Comforting to know many other Norman users are still around :-)

Nov 04 11 02:32 pm Link

Photographer

American Glamour

Posts: 38813

Detroit, Michigan, US

Truly Inspired Images wrote:
I have recently switched to Photogenic Monolights. Much more versatile, and beats lugging the Norman pack!

They are made by the same company.

Nov 04 11 02:34 pm Link

Photographer

American Glamour

Posts: 38813

Detroit, Michigan, US

I own more Norman gear than I care to list.  The last time I looked, I had (10) P2000's, (2) P1250's, (2) P2000XT's, (1) P20/20, (2) P4000XT's and (1) P800.  At last count I had about 30 heads, a combination of the LH2000 and the LH2400.

I own a bunch of other stuff as well.  I have Dynalites, Photogenics, Alien Bees, White Lightnings and Hensels, but I do have a lot of Norman gear.

I use the old Norman gear because it is so darned durable.  Those, along with Dynalites, are my packs of choice for group events.  I use mostly P2000's and P1250's for the groups.  I save the others for my own use.  They cycle reasonably fast, and they are just darned hard to break.

They don't recycle quite as fast as the Dynalites, but they don't break as easy.  They are a simple design and are easy to repair.  I have broken my share of Normans, but I find, once I get them solid, they don't break often.

As to the OP, I don't really use them for my professional work, unless I need to light a large space.  The units with a full pack trimmer are more versatile., but they don't compare to monolights in terms of flexibility.

The new Norman packs have dual trimming capability, but you can still only trim Chanel A and B, which means there re as many as two lights to the channel.

Norman did make the P12/12.  It had three trimmers.  There was a trimmer for Channel A, one for B and a full pack trimmer.  The pack had problems with durability.

I use mostly my Photogenics for professional work, but I would never give up my Normans.  The Photogenics are much more versatile, they don't hold up like Norman.

An interesting thing is that, since both Norman and Photogenic are made by the same company, ther is an adapter to allow you to attach Norman modifiers to Photogenic.  I have found that to be quite useful.

The one thing the Norman P20/20 or P2000XT are great for is putting a lamp on a boom up high.  It is nice to control it from the ground, but it is also lightweight.  So, while I can control my Photogenics wirelessly, they are much heavier.

Nov 04 11 02:45 pm Link

Photographer

BCADULTART

Posts: 2151

Boston, Massachusetts, US

I've used Norman packs and heads all over the world for more than 25 years.
The packs and heads produced when Bill Norman still had the company are better, in my opinion.  I still have two 2000D's a 1250D and two old 800SL
One SL needs an overhaul and I'm not sure it's worth the time and money.
I only use LH2000's with 9114 blowers, the plastic 2400's were bad as were
the blowers.  Have not used 200B's for years, but they worked well for me.

Photoflex boxes and Octo's are the only way to go.

Chuck

Oct 11 12 03:17 pm Link

Photographer

Jeff Banke Photography

Posts: 24

Colbert, Washington, US

IPC went out of business earlier this year (they are the company who provided Walmart, Sears and ToysRUs with photographic studios,) this means that some 3000 studios were closed, each with at least one, but most had more.
Consequently, some 6000 Norman 40/40, 24/24 and M1200's with some 18,000 strobe heads were dumped on the market, at fantastic prices.  Needless to say I added to my collection of Norman gear ;-)
40/40 and 24/24 have all pack trims down to 32w/s from 4000w/s in the case of the 40/40, the 1200M is a 1200w/s unit with two separate outputs and two separate controls, so extremely useful and light weight.

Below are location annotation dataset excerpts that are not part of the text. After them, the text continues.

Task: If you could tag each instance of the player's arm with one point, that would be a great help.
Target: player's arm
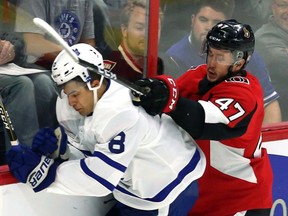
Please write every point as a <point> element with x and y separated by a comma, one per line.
<point>193,116</point>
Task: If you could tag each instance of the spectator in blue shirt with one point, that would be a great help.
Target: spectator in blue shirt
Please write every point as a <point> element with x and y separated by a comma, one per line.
<point>187,52</point>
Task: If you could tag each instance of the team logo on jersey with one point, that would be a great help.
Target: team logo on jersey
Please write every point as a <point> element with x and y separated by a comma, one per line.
<point>246,32</point>
<point>238,79</point>
<point>68,26</point>
<point>109,65</point>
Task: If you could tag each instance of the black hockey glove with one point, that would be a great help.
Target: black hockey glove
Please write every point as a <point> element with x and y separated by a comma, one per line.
<point>162,95</point>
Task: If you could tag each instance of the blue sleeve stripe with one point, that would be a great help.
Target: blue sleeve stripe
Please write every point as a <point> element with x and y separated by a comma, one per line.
<point>109,161</point>
<point>165,192</point>
<point>101,180</point>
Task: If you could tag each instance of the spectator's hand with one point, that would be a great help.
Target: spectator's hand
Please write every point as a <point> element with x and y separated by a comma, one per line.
<point>7,52</point>
<point>52,143</point>
<point>162,95</point>
<point>28,167</point>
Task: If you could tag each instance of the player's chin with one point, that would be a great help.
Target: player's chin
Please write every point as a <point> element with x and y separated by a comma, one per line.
<point>212,77</point>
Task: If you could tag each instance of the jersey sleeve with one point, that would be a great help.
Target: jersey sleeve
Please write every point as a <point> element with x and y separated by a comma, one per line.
<point>231,102</point>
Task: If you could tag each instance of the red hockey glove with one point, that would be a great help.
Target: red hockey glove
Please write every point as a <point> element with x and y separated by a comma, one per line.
<point>162,95</point>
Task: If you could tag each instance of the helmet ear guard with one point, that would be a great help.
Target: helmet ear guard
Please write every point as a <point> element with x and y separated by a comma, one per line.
<point>65,69</point>
<point>231,35</point>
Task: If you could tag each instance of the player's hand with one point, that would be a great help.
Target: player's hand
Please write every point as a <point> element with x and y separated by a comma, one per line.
<point>162,95</point>
<point>52,143</point>
<point>30,168</point>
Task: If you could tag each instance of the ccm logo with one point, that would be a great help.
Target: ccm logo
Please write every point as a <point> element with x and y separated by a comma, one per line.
<point>40,172</point>
<point>173,98</point>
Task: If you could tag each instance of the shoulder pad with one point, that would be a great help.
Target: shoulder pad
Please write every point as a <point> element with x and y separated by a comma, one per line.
<point>238,79</point>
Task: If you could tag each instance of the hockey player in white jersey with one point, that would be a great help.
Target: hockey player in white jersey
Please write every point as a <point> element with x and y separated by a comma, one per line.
<point>149,163</point>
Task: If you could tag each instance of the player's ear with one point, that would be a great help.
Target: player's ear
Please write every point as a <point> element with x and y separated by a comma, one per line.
<point>239,64</point>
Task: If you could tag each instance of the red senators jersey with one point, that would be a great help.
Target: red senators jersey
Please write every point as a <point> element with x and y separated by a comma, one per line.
<point>238,176</point>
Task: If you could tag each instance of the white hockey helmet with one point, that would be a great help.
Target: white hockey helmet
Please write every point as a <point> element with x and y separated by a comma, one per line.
<point>65,69</point>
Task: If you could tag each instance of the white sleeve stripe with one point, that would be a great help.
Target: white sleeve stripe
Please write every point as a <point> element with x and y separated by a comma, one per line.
<point>109,161</point>
<point>101,180</point>
<point>212,113</point>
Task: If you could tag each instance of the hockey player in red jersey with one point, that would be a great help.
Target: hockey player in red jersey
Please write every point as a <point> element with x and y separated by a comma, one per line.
<point>221,105</point>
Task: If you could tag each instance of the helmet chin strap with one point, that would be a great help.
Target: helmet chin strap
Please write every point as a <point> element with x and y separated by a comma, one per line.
<point>95,96</point>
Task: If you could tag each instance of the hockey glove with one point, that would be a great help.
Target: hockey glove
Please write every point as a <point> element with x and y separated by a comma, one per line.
<point>30,168</point>
<point>52,143</point>
<point>162,95</point>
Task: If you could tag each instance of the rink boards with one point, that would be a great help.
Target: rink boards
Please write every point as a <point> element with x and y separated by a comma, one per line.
<point>17,199</point>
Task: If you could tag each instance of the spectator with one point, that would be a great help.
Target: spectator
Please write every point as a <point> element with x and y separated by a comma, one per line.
<point>186,52</point>
<point>256,13</point>
<point>101,23</point>
<point>128,61</point>
<point>272,44</point>
<point>30,98</point>
<point>221,106</point>
<point>122,144</point>
<point>73,20</point>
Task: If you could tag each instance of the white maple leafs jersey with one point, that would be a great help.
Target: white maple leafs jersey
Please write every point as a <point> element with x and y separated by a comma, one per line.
<point>145,161</point>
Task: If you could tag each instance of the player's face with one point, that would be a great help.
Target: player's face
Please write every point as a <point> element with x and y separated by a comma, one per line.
<point>218,63</point>
<point>203,21</point>
<point>134,32</point>
<point>280,12</point>
<point>79,97</point>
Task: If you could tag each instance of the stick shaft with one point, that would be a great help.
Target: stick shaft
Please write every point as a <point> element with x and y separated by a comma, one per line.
<point>8,124</point>
<point>44,26</point>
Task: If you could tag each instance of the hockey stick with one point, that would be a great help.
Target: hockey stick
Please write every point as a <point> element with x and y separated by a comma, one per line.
<point>44,26</point>
<point>8,124</point>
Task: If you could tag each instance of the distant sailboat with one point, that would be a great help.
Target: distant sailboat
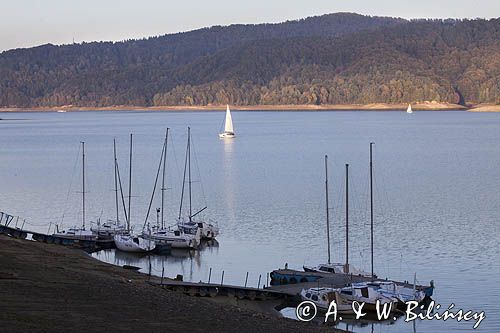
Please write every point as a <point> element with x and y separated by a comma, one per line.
<point>228,126</point>
<point>409,110</point>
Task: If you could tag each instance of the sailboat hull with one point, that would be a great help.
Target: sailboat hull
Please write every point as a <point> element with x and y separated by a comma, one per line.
<point>226,135</point>
<point>137,244</point>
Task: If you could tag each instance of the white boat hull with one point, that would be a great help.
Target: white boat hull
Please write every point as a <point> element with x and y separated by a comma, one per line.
<point>176,239</point>
<point>226,135</point>
<point>207,231</point>
<point>138,244</point>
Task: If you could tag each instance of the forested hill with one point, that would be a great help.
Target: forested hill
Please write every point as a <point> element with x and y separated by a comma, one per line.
<point>332,59</point>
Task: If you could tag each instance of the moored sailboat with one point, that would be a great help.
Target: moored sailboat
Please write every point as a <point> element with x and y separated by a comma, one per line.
<point>188,224</point>
<point>127,241</point>
<point>228,126</point>
<point>78,233</point>
<point>336,268</point>
<point>175,237</point>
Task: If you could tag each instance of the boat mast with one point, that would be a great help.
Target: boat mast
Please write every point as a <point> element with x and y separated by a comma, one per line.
<point>163,181</point>
<point>371,205</point>
<point>327,209</point>
<point>116,183</point>
<point>184,177</point>
<point>189,173</point>
<point>83,184</point>
<point>129,183</point>
<point>154,187</point>
<point>347,218</point>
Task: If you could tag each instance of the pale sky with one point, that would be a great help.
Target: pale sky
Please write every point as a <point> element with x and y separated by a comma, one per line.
<point>26,23</point>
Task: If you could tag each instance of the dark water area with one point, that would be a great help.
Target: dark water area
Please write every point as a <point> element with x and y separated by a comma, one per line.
<point>436,193</point>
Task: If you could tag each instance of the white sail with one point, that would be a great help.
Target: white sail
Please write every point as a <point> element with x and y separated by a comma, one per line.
<point>228,127</point>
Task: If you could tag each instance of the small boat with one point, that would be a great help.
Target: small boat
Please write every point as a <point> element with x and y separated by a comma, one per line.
<point>128,241</point>
<point>188,225</point>
<point>344,297</point>
<point>108,229</point>
<point>323,297</point>
<point>78,233</point>
<point>175,238</point>
<point>132,243</point>
<point>336,268</point>
<point>228,126</point>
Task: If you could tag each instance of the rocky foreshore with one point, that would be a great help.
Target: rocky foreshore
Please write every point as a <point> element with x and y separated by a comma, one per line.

The 40/40's were over $2000 new and now you can pick one up on ebay for about $150, the 24/24's are smaller and are going for around $200
Having worked on both the 40/40's and the 2000 series, the former are far more complex, but I feel probably less rugged. For studio work though they would be great. Unfortunately CPI modified all the units such that the modeling light is either off or or full on, and so that the folks in the Sears studios didn't mess with settings cut off the control knob for the trim. It is still accessible with a screwdriver, or if you are electronically bent, it is an easy mod to replace with a new control pot.